The efficiency Colliton mentioned is one of the most impressive aspects of DeBrincat’s season. He averages fewer than three shots on goal per game yet has scored on 19.6 percent of those shots, fifth in the league.
He is especially potent on power plays, where he seems to find exactly the right spot to wait to unleash every ounce of his 5-7, 165-pound body into a one-timer.
DeBrincat leads the Hawks with 12 power-play goals but can get it done in any scenario. Among NHL players with a qualifying amount of five-on-five play, he is ninth in goals per 60 minutes, according to Natural Stat Trick.
The funny part, though, is DeBrincat doesn’t seem to realize he has arrived.
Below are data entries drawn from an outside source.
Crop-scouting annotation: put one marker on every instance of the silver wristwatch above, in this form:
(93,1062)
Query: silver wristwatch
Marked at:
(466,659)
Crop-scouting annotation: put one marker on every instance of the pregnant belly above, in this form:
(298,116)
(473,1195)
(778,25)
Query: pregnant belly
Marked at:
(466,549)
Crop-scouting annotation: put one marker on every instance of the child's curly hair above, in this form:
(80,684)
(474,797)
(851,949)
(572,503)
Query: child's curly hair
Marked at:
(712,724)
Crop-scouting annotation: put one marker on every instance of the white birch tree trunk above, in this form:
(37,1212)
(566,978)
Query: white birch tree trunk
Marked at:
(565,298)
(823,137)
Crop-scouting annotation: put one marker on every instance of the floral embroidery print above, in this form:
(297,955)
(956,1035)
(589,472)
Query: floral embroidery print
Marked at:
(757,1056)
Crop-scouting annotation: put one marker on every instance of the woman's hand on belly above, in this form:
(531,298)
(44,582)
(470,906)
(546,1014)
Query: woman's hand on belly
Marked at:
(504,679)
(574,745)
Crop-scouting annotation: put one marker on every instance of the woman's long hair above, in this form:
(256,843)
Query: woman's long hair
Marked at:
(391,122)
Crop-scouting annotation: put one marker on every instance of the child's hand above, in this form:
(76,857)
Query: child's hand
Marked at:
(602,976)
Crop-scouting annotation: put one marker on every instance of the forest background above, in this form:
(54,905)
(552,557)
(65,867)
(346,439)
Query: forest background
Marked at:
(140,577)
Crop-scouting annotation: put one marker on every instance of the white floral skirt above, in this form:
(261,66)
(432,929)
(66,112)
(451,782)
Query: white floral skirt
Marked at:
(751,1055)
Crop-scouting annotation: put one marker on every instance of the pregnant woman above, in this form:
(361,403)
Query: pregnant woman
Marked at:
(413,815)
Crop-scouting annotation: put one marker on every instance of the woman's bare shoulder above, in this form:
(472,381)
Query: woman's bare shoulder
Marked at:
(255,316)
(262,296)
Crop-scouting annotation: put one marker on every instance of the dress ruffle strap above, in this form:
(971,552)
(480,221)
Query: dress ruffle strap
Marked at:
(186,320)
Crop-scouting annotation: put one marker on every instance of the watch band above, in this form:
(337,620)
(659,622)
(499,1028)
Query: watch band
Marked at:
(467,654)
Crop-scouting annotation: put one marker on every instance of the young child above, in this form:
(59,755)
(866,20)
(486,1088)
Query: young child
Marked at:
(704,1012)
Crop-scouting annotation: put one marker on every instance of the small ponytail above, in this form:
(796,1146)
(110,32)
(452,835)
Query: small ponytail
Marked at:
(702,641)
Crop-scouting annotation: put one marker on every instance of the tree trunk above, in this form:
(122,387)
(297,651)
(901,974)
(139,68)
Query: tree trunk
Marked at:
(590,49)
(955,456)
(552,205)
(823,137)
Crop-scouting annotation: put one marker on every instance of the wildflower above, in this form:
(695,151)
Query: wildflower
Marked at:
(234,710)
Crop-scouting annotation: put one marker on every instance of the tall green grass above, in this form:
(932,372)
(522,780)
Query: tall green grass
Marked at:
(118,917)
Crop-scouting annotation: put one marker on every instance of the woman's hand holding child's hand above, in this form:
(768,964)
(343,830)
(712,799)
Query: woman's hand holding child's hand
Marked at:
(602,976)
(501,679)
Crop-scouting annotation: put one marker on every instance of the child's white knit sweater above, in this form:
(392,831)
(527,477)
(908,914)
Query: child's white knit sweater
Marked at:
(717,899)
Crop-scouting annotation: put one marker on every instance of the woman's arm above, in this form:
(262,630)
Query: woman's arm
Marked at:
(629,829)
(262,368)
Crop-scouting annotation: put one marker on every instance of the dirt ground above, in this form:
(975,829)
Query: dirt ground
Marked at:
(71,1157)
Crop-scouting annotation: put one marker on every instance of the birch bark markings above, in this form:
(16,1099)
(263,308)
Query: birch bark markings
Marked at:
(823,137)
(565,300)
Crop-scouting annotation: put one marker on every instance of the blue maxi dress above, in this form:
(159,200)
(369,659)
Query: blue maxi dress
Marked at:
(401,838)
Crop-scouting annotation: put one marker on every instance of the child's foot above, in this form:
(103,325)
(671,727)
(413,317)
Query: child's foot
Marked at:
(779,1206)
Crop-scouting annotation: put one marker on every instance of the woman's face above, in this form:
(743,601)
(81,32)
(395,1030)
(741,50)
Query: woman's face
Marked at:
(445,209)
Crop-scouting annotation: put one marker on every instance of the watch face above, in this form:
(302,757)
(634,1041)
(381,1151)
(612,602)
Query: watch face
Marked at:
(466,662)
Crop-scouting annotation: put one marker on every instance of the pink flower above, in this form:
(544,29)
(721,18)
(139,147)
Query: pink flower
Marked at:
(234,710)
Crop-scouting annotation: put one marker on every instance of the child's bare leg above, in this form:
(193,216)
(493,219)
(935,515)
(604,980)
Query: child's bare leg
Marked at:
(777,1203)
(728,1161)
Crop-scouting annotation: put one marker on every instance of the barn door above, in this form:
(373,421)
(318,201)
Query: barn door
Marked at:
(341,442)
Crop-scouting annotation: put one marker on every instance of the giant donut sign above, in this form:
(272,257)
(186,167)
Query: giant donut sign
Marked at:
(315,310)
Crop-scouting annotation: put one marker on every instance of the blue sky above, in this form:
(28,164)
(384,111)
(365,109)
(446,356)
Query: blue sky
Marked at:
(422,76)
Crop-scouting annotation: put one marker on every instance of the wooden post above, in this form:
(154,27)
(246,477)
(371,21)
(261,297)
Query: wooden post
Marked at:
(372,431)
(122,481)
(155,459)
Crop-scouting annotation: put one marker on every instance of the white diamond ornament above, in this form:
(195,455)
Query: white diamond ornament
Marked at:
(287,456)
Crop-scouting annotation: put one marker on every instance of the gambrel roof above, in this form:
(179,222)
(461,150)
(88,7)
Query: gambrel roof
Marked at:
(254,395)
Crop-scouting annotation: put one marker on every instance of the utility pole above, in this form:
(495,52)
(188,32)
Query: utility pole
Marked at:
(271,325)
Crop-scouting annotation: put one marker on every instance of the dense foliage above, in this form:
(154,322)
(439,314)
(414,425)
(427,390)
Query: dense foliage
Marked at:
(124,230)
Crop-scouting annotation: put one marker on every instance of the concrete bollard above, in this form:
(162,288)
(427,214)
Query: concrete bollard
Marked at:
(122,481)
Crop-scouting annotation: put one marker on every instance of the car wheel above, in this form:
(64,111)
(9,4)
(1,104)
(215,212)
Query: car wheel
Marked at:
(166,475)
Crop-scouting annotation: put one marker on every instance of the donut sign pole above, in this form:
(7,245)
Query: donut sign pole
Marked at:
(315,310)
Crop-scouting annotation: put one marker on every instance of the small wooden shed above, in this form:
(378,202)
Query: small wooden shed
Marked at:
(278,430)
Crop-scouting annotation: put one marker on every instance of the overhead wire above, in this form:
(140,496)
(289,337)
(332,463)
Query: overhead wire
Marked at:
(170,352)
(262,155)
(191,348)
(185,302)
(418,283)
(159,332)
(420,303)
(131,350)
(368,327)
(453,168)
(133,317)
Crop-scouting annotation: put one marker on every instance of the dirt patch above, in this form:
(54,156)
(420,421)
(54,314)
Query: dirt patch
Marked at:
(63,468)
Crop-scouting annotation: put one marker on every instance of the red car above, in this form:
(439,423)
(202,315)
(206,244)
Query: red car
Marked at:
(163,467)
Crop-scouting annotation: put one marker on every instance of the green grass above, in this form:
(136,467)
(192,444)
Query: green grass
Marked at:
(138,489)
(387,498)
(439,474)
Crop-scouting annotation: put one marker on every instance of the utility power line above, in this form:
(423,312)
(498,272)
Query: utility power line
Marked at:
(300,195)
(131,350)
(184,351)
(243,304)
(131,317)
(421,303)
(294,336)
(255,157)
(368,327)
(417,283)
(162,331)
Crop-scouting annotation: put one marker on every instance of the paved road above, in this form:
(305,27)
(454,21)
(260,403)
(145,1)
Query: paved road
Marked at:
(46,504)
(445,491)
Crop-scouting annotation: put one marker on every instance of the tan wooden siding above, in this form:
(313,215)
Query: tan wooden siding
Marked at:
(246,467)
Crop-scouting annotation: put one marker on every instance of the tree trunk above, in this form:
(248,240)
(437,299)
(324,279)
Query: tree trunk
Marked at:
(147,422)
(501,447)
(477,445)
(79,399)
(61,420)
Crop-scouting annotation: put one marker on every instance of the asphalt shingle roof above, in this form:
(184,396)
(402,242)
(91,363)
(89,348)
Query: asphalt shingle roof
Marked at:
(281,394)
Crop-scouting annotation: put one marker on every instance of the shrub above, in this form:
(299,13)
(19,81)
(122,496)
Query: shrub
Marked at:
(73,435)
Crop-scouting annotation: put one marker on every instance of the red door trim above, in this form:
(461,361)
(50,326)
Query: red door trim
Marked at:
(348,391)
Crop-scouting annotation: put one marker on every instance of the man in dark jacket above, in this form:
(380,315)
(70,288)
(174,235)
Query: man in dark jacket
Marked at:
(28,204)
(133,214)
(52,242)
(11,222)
When he talked about his stature on the team, he stepped back a moment later to point out, “Obviously, we’ve got Kaner and Tazer … just follow them and see where I can fit in.”
Stop with the deference.
DeBrincat is way past the point of trying to figure out a complementary role, and the Hawks need him to take hold of this team as a partner with those stars, rather than an apprentice. The way he has played this season puts him on even footing with anyone.